Rheinmetall CEO says Germany now outproduces the US in ammunition, with artillery output up from 70,000 to 1.1 million rounds annually.
Key Takeaways
Rheinmetall quadrupled medium-caliber ammunition output and scaled 155mm artillery rounds 15x since 2022, driven by Ukraine demand and NATO restocking.
A new Rheinmetall plant opened in August 2025 is now Europe’s largest ammunition factory, with 155mm rounds as the primary bottleneck caliber.
NATO members pledged 5% GDP on defense in June 2025, up from the previously unmet 2% target, the largest European military investment surge in decades.
European defense spending rose 14% last year; Germany under Chancellor Merz has broken with its post-WWII low-military-investment posture.
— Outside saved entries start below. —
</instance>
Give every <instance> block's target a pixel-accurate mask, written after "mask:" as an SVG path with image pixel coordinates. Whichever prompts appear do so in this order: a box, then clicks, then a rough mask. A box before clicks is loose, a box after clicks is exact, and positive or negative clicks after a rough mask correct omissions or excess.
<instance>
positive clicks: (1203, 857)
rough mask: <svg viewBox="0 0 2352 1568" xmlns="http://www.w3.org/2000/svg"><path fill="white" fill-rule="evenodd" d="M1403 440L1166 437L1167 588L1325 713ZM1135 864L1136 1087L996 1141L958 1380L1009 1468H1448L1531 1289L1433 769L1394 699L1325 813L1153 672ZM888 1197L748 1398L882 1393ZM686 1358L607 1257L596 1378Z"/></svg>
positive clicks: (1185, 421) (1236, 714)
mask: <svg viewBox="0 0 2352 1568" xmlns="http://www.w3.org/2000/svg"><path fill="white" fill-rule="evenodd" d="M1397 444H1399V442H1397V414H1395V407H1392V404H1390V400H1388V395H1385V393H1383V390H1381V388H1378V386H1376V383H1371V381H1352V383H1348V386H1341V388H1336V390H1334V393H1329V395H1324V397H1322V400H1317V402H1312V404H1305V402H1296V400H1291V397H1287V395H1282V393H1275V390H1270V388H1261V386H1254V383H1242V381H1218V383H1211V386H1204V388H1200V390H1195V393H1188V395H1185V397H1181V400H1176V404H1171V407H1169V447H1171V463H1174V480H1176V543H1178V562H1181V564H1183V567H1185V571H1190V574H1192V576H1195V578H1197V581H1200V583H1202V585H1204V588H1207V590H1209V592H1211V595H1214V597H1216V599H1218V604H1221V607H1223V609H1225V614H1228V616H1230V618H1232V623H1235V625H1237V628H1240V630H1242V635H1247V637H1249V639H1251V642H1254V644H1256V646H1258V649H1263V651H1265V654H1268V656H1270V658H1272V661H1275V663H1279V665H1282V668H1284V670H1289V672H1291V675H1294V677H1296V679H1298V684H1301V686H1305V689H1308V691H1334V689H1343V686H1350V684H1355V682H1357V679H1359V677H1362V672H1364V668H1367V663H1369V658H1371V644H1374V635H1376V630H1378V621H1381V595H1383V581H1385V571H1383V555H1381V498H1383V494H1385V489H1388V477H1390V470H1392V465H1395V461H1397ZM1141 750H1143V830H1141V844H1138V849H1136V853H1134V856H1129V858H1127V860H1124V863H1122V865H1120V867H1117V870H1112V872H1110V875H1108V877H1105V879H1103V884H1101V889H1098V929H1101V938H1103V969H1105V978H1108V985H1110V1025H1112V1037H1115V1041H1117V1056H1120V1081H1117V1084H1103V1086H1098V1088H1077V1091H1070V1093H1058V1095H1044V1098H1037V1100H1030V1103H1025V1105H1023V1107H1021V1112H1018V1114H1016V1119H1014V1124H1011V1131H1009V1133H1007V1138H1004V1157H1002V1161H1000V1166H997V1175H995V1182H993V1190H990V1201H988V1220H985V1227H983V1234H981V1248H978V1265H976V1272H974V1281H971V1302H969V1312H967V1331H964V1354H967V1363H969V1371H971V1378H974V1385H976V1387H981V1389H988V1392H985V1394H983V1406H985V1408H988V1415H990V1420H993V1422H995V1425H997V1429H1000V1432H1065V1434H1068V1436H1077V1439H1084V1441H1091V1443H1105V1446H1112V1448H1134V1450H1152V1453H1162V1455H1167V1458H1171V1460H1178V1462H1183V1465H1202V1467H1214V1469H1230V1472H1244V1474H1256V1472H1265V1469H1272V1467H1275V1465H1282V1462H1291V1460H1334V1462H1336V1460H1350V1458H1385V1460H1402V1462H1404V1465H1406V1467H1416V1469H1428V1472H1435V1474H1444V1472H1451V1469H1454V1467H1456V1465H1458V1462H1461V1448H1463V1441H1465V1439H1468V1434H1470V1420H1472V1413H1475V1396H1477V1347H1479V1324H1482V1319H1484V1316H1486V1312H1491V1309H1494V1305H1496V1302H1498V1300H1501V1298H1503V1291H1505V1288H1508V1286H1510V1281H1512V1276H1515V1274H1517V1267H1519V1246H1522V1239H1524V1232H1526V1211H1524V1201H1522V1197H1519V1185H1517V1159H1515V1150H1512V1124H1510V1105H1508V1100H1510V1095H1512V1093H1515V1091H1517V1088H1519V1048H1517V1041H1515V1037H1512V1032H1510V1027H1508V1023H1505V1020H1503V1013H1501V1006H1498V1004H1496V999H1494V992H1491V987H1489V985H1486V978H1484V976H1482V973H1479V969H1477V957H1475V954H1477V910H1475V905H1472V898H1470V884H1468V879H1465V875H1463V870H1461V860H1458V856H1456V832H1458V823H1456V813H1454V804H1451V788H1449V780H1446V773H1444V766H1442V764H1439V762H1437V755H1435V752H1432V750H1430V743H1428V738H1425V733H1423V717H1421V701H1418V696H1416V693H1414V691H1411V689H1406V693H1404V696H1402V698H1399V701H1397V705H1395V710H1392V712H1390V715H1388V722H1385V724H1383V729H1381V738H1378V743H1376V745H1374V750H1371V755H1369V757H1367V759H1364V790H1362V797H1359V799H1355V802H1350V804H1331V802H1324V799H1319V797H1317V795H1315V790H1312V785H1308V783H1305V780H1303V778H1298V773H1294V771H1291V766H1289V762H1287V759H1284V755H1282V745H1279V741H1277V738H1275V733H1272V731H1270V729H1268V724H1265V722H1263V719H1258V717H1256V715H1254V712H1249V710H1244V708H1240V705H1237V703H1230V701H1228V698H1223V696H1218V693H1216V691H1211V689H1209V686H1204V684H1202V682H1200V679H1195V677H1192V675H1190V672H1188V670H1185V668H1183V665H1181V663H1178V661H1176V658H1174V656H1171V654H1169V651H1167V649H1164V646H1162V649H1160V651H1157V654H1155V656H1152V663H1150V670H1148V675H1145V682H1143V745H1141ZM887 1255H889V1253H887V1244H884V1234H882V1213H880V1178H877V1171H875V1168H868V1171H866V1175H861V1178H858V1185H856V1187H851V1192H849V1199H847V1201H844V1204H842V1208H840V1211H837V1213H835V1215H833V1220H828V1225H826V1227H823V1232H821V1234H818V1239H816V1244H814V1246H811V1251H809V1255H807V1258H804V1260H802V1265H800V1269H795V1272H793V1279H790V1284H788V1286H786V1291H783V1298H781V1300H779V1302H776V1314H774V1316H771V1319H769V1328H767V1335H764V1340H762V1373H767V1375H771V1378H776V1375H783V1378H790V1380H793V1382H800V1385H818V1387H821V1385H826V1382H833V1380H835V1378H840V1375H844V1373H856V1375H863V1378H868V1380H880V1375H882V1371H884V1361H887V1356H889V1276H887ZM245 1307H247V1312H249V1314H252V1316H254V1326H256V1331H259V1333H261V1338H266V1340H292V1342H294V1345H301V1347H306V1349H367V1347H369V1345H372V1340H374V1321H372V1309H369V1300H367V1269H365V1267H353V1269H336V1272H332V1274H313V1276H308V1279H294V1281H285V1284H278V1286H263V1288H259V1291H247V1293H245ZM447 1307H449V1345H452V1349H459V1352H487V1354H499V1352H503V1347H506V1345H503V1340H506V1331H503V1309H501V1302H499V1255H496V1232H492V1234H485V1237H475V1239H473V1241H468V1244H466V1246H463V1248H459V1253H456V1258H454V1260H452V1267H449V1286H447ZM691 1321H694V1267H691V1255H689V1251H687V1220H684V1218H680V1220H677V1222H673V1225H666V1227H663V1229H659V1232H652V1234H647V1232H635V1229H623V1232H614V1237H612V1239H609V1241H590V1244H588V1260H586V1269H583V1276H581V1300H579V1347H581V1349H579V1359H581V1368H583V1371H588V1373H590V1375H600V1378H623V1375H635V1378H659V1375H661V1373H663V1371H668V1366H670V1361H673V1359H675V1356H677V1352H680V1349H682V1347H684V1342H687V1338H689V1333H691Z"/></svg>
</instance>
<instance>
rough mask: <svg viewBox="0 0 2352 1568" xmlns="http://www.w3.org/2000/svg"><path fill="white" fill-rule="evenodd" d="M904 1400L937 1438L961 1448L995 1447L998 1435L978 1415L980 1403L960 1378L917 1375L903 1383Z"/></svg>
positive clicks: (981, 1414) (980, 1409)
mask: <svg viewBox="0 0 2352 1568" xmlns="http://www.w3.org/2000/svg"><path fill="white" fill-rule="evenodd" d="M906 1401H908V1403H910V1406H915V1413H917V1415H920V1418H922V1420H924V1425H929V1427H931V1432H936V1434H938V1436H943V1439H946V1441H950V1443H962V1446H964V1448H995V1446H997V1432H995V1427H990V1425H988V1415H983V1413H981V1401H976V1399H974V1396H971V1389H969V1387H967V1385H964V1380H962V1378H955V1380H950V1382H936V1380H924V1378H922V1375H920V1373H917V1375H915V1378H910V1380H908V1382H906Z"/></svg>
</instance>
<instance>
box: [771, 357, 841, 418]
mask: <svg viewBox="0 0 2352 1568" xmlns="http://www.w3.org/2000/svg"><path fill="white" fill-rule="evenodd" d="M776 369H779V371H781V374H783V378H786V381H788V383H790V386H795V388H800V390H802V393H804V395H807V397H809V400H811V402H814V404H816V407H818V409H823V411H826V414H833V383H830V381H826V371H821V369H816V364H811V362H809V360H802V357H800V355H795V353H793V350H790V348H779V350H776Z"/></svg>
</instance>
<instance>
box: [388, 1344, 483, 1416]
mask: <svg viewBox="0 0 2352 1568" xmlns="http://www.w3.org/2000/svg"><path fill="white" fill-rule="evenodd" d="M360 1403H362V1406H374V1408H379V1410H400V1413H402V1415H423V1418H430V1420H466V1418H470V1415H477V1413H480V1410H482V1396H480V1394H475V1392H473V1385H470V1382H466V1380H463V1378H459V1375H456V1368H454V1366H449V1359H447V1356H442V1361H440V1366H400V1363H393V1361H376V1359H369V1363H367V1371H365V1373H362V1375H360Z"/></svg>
Germany’s Defense Minister Pistorius set a target of fielding Europe’s strongest conventional army by 2039.
Hacker News Comment Review
Commenters question the US “Indo-Pacific pivot” framing in the article, noting the US simultaneously depleted expensive munitions in the ongoing Iran conflict, undermining the stated strategic rationale.
The European defense burden-sharing problem draws skepticism: geography gives some NATO members (Ireland, Spain, Denmark) structural free-rider advantages that no spending pledge resolves.
Sentiment splits between those who see the US pullback as a self-inflicted loss of geopolitical leverage built over decades of tech and cultural exports, and those who view it as a clean, overdue separation.
Notable Comments
@fabian2k: Points out the contradiction between the article’s Indo-Pacific pivot claim and US ammunition expenditure in the Iran war.
@spwa4: Raises the structural geography argument – straits, trade access, and border exposure create permanent asymmetric incentives within NATO that spending targets do not fix.